IMF sees Kuwait using all oil savings by 2017

International Monetary Fund says fund will be exhausted at current level of spending
IMF sees Kuwait using all oil savings by 2017
By Reuters
Tue 15 May 2012 09:19 PM

Kuwait will have exhausted all its oil savings by 2017 if it keeps on spending money at the current rate, the International Monetary Fund said in a report published on Tuesday.

The IMF, which held a regular consultation with the OPEC member state in the last two weeks of April, said Kuwait would not be able to save oil receipts into its future generations fund.

It needed to diversify its economy and improve its infrastructure and climate for investment if it was to remain in good financial health.
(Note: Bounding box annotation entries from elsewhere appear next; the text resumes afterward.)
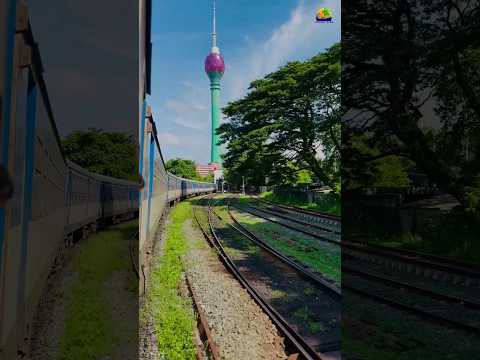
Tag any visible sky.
[27,0,138,138]
[149,0,341,164]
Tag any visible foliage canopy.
[62,128,138,181]
[217,44,340,191]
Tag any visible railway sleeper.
[348,251,480,288]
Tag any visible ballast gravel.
[183,220,287,360]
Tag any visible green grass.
[145,202,196,360]
[60,221,138,360]
[230,208,341,283]
[260,191,341,215]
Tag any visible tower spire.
[212,0,220,54]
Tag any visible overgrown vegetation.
[217,44,340,192]
[260,191,342,215]
[235,208,341,284]
[145,202,196,360]
[62,128,138,181]
[60,221,138,360]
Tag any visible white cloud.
[158,132,180,145]
[224,0,341,101]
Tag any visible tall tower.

It said the Gulf state would have to cut the fiscal deficit excluding oil and debt servicing by at least KD7bn ($25bn) by 2017 to ensure long-term fiscal sustainability.
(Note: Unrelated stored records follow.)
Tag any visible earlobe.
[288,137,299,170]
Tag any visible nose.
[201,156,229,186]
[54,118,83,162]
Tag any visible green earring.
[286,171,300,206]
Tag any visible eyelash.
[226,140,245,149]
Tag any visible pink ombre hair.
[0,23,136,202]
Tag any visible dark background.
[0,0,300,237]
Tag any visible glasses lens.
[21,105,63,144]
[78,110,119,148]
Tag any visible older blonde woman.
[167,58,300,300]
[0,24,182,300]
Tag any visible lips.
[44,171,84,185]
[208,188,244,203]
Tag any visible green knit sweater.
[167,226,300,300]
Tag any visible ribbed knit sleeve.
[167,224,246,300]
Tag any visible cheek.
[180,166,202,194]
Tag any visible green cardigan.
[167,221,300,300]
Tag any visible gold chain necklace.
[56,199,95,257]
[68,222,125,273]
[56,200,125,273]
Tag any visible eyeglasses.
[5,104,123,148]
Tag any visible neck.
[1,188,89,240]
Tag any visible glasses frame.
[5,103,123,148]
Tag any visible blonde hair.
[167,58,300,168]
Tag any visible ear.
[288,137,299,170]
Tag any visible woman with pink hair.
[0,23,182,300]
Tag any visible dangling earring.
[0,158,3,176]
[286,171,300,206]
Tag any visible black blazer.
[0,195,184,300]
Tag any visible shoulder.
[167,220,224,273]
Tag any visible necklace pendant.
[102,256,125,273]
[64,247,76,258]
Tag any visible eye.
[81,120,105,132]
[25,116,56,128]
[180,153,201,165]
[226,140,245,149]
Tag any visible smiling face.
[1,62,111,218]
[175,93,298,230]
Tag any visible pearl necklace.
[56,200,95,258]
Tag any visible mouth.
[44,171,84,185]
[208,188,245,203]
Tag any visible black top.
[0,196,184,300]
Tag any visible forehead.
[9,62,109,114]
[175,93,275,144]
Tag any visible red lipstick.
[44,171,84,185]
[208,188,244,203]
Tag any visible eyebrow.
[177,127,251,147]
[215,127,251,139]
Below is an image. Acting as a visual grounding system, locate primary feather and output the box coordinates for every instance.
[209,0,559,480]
That compared with projected state spending of around KD25bn in 2017.

"The need of fiscal consolidation is larger and more urgent in a scenario of lower oil prices," it said.
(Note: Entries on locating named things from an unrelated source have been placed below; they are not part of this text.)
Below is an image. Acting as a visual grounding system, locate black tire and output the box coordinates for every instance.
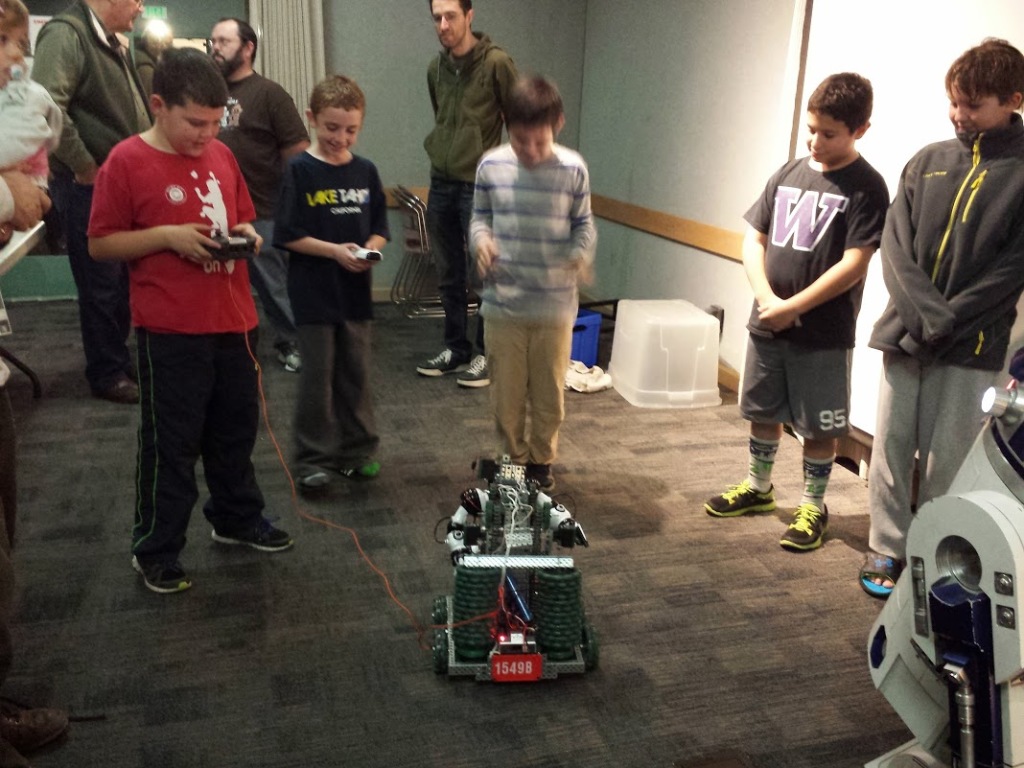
[433,630,447,675]
[430,595,447,627]
[580,622,601,672]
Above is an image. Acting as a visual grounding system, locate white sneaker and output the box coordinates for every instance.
[456,354,490,387]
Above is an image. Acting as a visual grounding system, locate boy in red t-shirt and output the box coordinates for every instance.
[89,49,292,594]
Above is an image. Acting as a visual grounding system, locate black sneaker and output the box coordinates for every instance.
[778,502,828,552]
[210,517,295,552]
[705,479,775,517]
[526,464,555,494]
[416,349,467,376]
[131,556,191,595]
[456,354,490,387]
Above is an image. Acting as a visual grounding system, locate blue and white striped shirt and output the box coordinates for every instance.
[469,144,597,321]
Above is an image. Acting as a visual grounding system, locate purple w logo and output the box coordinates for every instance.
[771,186,850,251]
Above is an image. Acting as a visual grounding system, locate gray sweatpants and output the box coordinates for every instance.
[293,321,380,477]
[867,352,998,560]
Kuwait had a sound fiscal buffer thanks to thirteen consecutive years of fiscal surpluses, the IMF said, estimating its budget break-even oil price at $44 per barrel for the fiscal year that ended in March.

That compares with current market prices above $112 per barrel.

But rising public sector wages, an "onerous" pension system and rapid population growth would put pressure on public finances.

Kuwait's early statutory retirement age of 55 is one of lowest in the world and about 60 percent of the population is under 24 years old.

Kuwait's economic recovery was expected to strengthen, led by high government expenditure, the fund said in the report, part of which the country's central bank governor commented on on Sunday.

But the government and parliament needed to push through an agenda which improved the investment climate and promoted sustainable and inclusive growth, it said.

Failure to do this would put the timetable for Kuwait's KD30bn development plan at risk.